Grandiose plans, red tape and a lack of funding have left Konza Technopolis - the $14.5 billion new city to be built some 60km south-east of Nairobi - way behind schedule on its goal of having 20,000 people on site by 2020.

"It has taken too long and I think people have moved on," said tech entrepreneur Josiah Mugambi, founder of Alba.one, a Nairobi-based software company, who was initially excited by the government's ambitious project.

Dubbed the Silicon Savannah, Konza aims to become a smart city - using tech to manage water and electricity efficiently and reduce commuting time - and a solution to the rapid, unplanned urbanisation which has plagued existing cities, Reuters said. About 40 per cent of Africa's 1 billion people live in towns and cities and the World Bank predicts the urban population will double over the next 25 years, adding pressure to already stretched infrastructure.

Konza's dream is to become a top business process outsourcing hub by 2030, with on-site universities training locals to feed into a 200,000-strong tech-savvy workforce providing IT support and call centre services remotely.

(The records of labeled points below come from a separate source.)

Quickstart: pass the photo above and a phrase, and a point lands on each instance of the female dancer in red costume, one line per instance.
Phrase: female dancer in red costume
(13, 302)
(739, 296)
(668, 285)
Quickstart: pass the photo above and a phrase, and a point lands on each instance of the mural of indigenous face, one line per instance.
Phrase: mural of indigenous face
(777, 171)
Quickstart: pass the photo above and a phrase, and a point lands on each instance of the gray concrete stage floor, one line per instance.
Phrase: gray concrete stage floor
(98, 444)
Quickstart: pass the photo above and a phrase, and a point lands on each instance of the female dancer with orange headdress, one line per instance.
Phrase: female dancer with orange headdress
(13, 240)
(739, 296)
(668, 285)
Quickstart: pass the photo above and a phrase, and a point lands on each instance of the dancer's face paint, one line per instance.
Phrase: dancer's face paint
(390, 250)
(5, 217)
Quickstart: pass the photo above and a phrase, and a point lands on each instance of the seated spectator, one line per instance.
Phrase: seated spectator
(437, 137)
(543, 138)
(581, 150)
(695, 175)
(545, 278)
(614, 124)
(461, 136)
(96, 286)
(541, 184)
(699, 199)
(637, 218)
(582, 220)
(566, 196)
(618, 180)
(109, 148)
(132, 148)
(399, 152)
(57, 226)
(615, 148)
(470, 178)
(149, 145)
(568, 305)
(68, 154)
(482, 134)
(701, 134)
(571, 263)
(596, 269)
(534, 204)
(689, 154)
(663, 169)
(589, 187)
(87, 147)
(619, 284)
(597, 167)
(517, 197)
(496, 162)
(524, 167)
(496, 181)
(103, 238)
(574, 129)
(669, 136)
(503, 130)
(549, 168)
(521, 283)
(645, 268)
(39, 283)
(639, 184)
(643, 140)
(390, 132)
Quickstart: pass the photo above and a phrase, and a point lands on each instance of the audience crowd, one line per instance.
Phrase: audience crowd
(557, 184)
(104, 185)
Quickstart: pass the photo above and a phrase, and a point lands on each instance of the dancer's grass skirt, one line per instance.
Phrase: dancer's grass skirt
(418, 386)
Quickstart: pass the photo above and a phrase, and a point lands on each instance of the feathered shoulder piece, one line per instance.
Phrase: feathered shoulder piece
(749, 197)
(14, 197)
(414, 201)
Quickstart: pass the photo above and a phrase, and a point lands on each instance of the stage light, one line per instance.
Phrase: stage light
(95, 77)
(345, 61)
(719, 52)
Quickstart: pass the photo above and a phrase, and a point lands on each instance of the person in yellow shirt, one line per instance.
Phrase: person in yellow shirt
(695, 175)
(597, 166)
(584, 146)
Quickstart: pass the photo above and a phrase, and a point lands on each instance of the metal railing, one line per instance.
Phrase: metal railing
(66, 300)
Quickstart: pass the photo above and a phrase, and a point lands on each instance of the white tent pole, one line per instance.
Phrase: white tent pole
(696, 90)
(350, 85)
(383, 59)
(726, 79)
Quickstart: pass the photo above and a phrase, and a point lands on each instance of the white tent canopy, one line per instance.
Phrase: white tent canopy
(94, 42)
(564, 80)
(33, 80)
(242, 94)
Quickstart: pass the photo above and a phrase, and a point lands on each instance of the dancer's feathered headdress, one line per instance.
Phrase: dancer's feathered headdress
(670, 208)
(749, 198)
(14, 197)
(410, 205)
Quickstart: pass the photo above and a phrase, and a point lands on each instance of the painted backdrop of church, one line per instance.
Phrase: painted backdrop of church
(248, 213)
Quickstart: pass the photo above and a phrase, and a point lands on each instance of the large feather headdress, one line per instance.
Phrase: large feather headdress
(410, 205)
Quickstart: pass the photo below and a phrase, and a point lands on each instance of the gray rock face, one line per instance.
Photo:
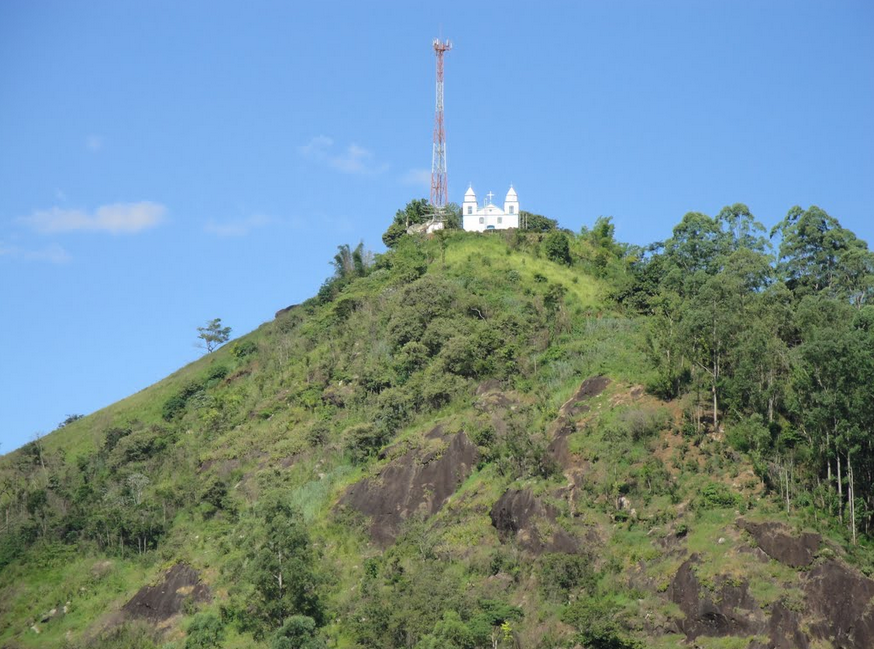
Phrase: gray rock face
(412, 483)
(776, 541)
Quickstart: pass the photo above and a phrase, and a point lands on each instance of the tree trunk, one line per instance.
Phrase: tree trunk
(851, 490)
(840, 492)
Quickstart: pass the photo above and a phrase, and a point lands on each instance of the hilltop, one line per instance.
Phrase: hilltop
(524, 439)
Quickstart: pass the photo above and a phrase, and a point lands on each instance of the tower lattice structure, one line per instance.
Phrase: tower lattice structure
(439, 180)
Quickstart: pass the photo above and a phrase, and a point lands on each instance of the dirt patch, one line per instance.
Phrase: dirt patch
(726, 611)
(565, 425)
(588, 389)
(775, 541)
(519, 515)
(416, 482)
(167, 598)
(839, 598)
(784, 629)
(492, 398)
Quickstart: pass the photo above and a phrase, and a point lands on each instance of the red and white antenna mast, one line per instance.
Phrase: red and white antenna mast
(439, 184)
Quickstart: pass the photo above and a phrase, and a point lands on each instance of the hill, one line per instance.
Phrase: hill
(510, 440)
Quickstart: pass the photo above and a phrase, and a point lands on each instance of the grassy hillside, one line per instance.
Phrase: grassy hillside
(460, 446)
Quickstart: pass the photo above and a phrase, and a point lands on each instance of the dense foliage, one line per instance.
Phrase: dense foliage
(236, 463)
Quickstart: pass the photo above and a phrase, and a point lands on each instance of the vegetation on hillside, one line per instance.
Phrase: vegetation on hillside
(237, 464)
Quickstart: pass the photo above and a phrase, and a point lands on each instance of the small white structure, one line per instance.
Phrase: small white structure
(489, 216)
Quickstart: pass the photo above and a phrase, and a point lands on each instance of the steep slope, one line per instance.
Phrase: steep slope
(453, 449)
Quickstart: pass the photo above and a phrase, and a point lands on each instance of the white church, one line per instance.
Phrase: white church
(489, 216)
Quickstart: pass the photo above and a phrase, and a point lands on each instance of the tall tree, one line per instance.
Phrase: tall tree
(213, 335)
(282, 565)
(817, 255)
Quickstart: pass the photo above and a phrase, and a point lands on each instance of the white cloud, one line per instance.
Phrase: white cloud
(418, 177)
(118, 218)
(353, 159)
(239, 227)
(52, 253)
(94, 143)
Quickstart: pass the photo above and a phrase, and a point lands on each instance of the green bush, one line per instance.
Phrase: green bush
(175, 405)
(564, 574)
(556, 248)
(244, 348)
(597, 625)
(363, 441)
(206, 631)
(297, 632)
(715, 495)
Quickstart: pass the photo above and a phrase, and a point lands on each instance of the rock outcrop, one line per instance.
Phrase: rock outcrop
(775, 540)
(413, 483)
(519, 515)
(167, 598)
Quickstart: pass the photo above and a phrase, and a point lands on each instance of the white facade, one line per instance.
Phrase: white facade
(476, 218)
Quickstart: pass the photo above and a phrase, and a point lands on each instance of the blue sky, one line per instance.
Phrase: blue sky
(164, 163)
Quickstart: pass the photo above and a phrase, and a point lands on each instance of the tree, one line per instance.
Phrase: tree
(206, 631)
(536, 222)
(213, 335)
(281, 566)
(817, 255)
(297, 632)
(556, 247)
(350, 263)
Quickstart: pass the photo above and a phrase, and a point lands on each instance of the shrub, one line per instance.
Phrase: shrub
(175, 405)
(556, 248)
(715, 495)
(245, 348)
(561, 574)
(595, 620)
(363, 440)
(297, 632)
(206, 631)
(216, 373)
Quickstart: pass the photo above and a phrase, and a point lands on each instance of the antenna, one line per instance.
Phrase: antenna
(439, 182)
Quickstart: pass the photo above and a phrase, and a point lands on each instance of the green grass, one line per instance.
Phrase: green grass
(252, 433)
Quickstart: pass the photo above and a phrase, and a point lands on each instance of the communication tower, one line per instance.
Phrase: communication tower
(439, 184)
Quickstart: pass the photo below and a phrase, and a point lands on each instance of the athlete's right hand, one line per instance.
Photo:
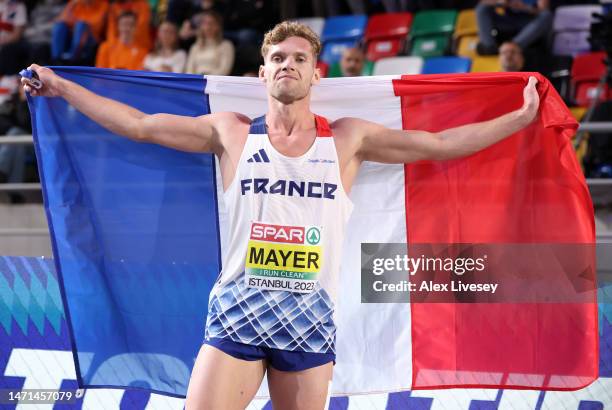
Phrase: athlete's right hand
(51, 82)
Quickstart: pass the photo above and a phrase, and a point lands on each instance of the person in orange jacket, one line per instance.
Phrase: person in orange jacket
(124, 52)
(78, 29)
(142, 10)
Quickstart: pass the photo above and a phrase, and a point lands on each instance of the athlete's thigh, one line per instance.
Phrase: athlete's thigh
(303, 390)
(220, 381)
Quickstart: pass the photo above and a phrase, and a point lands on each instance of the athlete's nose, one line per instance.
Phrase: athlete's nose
(288, 65)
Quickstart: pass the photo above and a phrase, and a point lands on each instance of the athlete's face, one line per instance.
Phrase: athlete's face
(289, 70)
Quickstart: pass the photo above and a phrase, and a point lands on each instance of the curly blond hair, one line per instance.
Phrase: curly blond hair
(286, 29)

But the first building has yet to be completed on the 5,000 acre former cattle ranch, three years after breaking ground, and business has shifted its focus to other African countries, like Rwanda, with competing visions to become modern tech hubs.

"Nobody can wait that long for a city to be built. For a tech entrepreneur, they think about where their start-up will be two to three years down the line," said Mr Mugambi.

Other smart cities planned across Africa include Nigeria's Eko Atlantic City near Lagos that will house 250,000 people on land reclaimed from the sea, Ghana's Hope City and an Ethiopian city styled as the real Wakanda after the film Black Panther.

Bringing such utopian schemes to life is no easy task for African governments that are struggling to provide adequate roads, power, water and security to their existing cities.

And Kenya has a habit of upsetting big benefactors. In November, The National reported that Kenya's President Uhuru Kenyatta had called for a halt on imports of Chinese tilapia, which he believed were flooding the market and harming the local fishing industry. The Chinese government responded angrily, saying it would impose its own sanctions on Kenya. It also warned that it could pull phase-two funding of the Standard Gauge Railway (SGR), which will link Nairobi with Mombasa, Kenya's main Indian Ocean port. The SGR has been financed by the People's Republic and, at an estimated cost of $3.2 billion, is another expensive post-independence infrastructure project.

After a few days, the rhetoric cooled. The tilapia ban went ahead, but China walked back on its threat of retaliatory action, saying that its strategic partnership with Kenya would not be affected and that it would not “even associate the issue of fish import with other co-operative projects”. It also promised that it would continue to foot the bill for the SRG.

In Kenya, many see the planned new city as an unnecessary extravagance, albeit it an ill-fated one. "Upgrading infrastructure in places like Kibera [slum] in Nairobi to provide water and a better sewerage system is equally as important as building a new city such as Konza," said Abdu Muwonge, a senior urban specialist with the World Bank in Kenya.

The Nairobi skyline is seen in the background as a zebra walks through the Nairobi National Park, near Nairobi, Kenya, December 3, 2018. REUTERS/Amir Cohen     TPX IMAGES OF THE DAY
The Nairobi skyline. Reuters

Some critics say Konza was ill-conceived from the start.

"The vision is wrong; the vision is too big," said Aly-Khan Satchu, a Nairobi-based independent financial analyst.

"This is miles from anywhere. There are not leveraging the existing infrastructure ... It is assuming that you can bring in academia, you can bring in venture capital, you can bring in corporates."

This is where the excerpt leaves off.